From Musiri’s singing, Pinakapani learnt to sing kritis in slow speeds and from Chembai Vaidyanatha Bhagavatar, he learnt how to manage the eduppu or take off in a 4-kalai pallavi.
A rare opportunity to listen to Dhanammal’s Friday evening concert at Egmore was to have a profound influence on Pani’s music.

“Ariyakudi’s swara kalpana resembles varnams,” young Pani once told Dwaram, "
because of his heavy voice, it seemed that there was much raga bhava”. When he proceeded to demonstrate that with a sample of swara-s, Dwaram predicted that he would “go far”.

Pinakapani joined the medical college at Visakhapatnam. A hostelmate – who taught him – and he practised music at 4 am everyday in the hostel verandah and on the beach. Pinakapani graduated in 1939. At his first first ‘big sabha’ performance, courtesy a lecturer in his college, the listeners included violin maestro Mysore Chowdiah, who was very impressed.

Invited by Chowdiah, Pinakapani went to Mysore, and stayed with him as a houseguest, practising and learning music. Chowdiah regularly accompanied him on the violin as he sang. A Salem Krishna Iyengar version of Inta saukhyamani in Kapi that Pani sang became Chowdiah’s favourite, because it was different from the Tanjavur style.

Pinakapani married one of two girls whom their parents had brought to sing before Chowdiah. They were Telugus who had settled down in Madras. The marriage took place in 1940.

Graduating at the top of his class, Pinakapani was the only one of his batch to acquire an MD degree. That was in 1945.

When he, along with B. Ramamurti, later an eminent neurosurgeon, was not confirmed in the post of Temporary Assistant Surgeon after four years of service (as they were “brahmin”), Pinakapani resigned, and moved to Rajahmundry, where he stayed for two years. There, Nedunuri Krishnamurthy began learning music from him. Earlier, in 1948, Nookala Chinna Sathyanarayana had become his first music student.

Back at the Vizag Medical College as Permanent Assistant Surgeon in 1951, Pinakapani was promoted as Civil Surgeon in 1954. Transferred to Kurnool in 1957, he retired there in 1968, after 17 years of service.

Pani, who continued to perform and teach music all through his medical career and afterwards, did not have many opportunities to perform in Chennai, where, according to him, “the sabha secretaries chose to view me only as a musicologist.”

Pinakapani produced numerous books to help improve the learning process. He composed six varnams on his own and tuned 108 keertanas of Annamacharya in a wide range of ragas.

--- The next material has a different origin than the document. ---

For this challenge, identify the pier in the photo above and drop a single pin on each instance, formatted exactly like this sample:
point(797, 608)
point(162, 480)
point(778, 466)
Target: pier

Apart from Sangita Kalanidhi, Pinakapani received the title of Sangeeta Kalasikhamani from the Indian Fine Arts Society of Madras, the award of the central Sangeet Natak Akademi, and the Padma Bhushan. He was appointed as the asthana vidwan of the Tirumala-Tirupati Devasthanams.

Dr. Sripada Pinakapani lived at Kurnool until his death at age 99. Even though his health forced him to stay in bed for many years, he never stopped singing or discussing music. The Pani bani lives on in the music of his devoted sishyas.